Schema evolution and process evolution look similar from a distance, but they require different tools. The strategies in the first article - upcasting and lazy enrichment - bend stored data into the shape today's code expects. They work because the change is one of representation, not of behavior. When the change is behavioral, when the rules themselves shift, you need a mechanism that records which rules applied, not which fields existed.

Pinning is that mechanism. You write the version into the event stream at process start, you let each instance carry its own pinned version forever, and you model each version as a complete strategy that knows its own rules. The event store remains immutable, the rules evolve freely in code, and instances finish under the rules they began with - unless you deliberately migrate them.

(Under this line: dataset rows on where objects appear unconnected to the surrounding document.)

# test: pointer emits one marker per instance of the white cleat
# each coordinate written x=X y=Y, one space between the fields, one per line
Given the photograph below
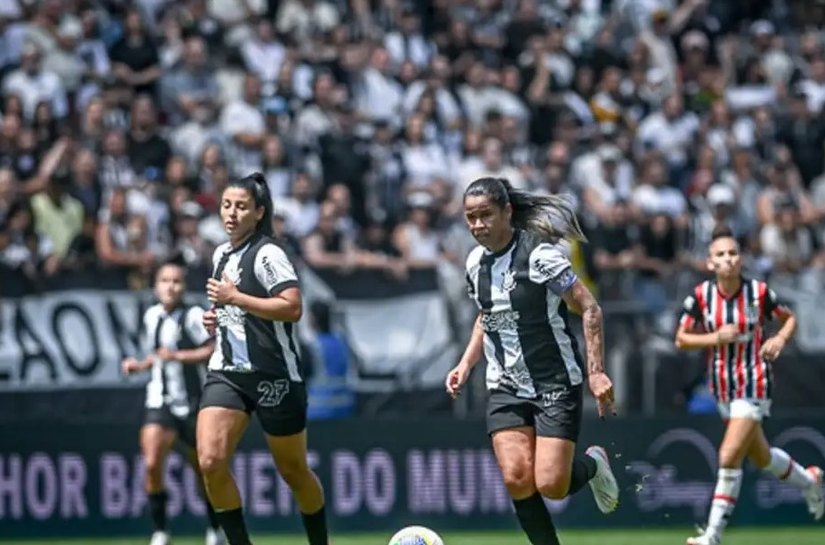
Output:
x=813 y=496
x=160 y=538
x=604 y=486
x=215 y=537
x=704 y=539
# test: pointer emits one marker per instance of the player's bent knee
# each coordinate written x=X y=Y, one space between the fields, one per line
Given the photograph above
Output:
x=294 y=472
x=729 y=458
x=212 y=462
x=555 y=488
x=518 y=481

The deeper reason this works is a layering that CQRS already encourages but rarely makes explicit: command handlers enforce invariants and ask status-level questions, strategies encode the versioned policies that answer them. When that line is drawn cleanly, version-specific change concentrates in the policy layer and stops leaking into handlers, projections, and side-effect emitters. Evolution costs do not disappear, but they become predictable, localized, and bounded by the size of one new strategy implementation.

The deeper lesson is the same across both articles in this series. The event store is the ground truth, and everything else - schemas, rules, strategies - adapts around it. You do not migrate the events; you give the application the tools to honor what the events recorded. Pinning is the tool when the rules are what changed.